Farmington Hills resident Phil Serra’s 30-year career in the financial world started with a class he took during his senior year at Brother Rice High School in Birmingham.
“I had to follow six stocks,” said Serra, a Senior Vice President and Wealth Management Advisor with Merrill Lynch. “The teacher said, ‘Some people do this for a living.’.”
After earning a Bachelor of Science in Business Administration degree from Oakland University, Serra spent two years as a Certified Public Accountant before heading “straight to Wall Street.” This year, he was named to the Forbes Best-In-State Wealth Advisors list, which features 3,000 top advisors across the country.
Serra said he has always been inspired by his Italian immigrant parents, who arrived in the U.S. speaking no English and with little education. Even so, they taught themselves money management and built successful businesses. Their example drives his passion to volunteer and mentor as a Better Money Habits Champion.
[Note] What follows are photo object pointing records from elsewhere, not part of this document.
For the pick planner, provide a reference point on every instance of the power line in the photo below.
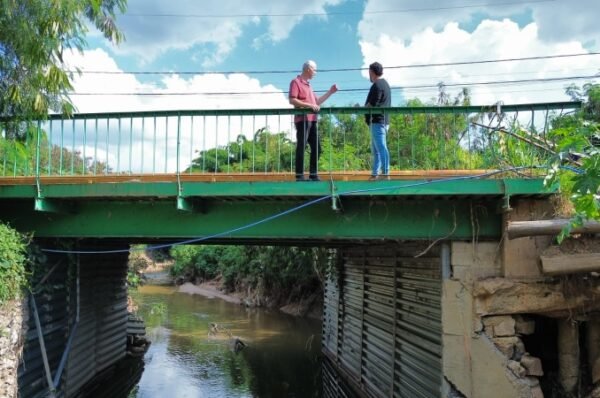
(255, 72)
(215, 93)
(333, 13)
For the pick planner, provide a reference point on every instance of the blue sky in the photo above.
(252, 35)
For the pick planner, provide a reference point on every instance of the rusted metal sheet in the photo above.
(418, 348)
(384, 306)
(52, 305)
(101, 335)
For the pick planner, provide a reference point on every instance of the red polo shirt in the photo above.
(300, 89)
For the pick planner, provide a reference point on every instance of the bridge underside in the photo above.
(265, 212)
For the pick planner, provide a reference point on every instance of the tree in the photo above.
(33, 39)
(577, 138)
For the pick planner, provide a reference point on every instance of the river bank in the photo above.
(310, 306)
(12, 332)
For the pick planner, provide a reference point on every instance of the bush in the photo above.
(13, 258)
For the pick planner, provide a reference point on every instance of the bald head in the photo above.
(310, 64)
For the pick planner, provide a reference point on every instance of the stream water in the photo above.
(189, 359)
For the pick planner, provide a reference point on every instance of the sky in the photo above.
(236, 54)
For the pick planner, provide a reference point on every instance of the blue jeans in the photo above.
(381, 155)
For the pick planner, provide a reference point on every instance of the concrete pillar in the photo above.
(568, 354)
(593, 347)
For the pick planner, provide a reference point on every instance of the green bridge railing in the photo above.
(259, 141)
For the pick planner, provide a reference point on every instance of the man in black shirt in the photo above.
(379, 96)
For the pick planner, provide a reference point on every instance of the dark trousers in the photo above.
(306, 132)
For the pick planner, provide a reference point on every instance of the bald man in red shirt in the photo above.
(301, 95)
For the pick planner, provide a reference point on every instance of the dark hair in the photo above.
(377, 68)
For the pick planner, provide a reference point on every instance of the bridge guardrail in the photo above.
(262, 141)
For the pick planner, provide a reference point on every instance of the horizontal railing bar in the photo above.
(328, 110)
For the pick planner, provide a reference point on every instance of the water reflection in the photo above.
(281, 359)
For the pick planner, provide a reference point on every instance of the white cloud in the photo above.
(217, 32)
(430, 40)
(132, 144)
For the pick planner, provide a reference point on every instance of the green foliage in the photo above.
(18, 155)
(34, 36)
(270, 267)
(577, 139)
(13, 259)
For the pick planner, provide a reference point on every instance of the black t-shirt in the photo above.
(379, 96)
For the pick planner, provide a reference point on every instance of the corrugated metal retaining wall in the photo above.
(382, 320)
(100, 337)
(51, 300)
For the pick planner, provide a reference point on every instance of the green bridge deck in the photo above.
(227, 175)
(341, 209)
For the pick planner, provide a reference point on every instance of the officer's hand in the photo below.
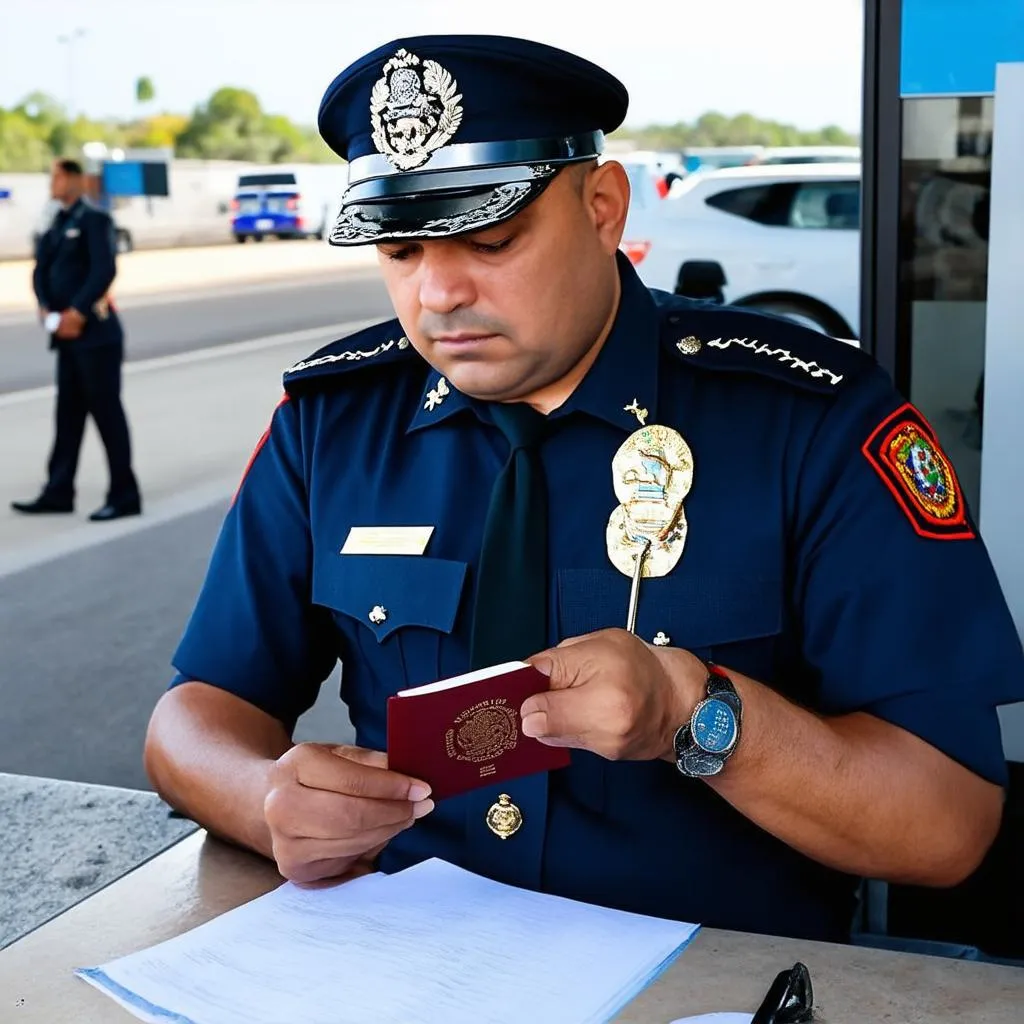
(71, 325)
(330, 808)
(613, 694)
The secret to good finances, Serra said, is simple: “Basically, if you take in more than you pay out, you’ll be successful.”
Serra also attributes his success in business to great coaching and mentors, and he’s now mentoring young financial advisors. The relationships he’s built within the company, he said, have become an extension of his family.
This year, Serra joined the “Big Brothers & Big Sisters” program; he meets weekly with a Madison Heights high school freshman. While he’s been able to share his passion for financial education with is mentee, the education and inspiration have gone both ways.
“It’s never too early for the student to teach, and never too late for the teacher to learn,” Serra said.
Somehow creating what he calls a “53rd week” in the year, Serra puts in about 100 hours of charitable work annually with organizations like Capuchin Soup Kitchen and the Salvation Army. It’s personally fulfilling, but also an integral part of his work with Merrill Lynch.
“The better stewards we are, the better connected we are to the community,” he said. “We are only as good as the communities we serve or empower. It’s an extension of the culture that we try to build, with collaborative relationships.”
Serra has been a Farmington Hills resident since 1992. His family is active with St. Fabian Catholic Church, and he has coached youth baseball.
“It’s just a great family environment that has been good to my two boys,” he said.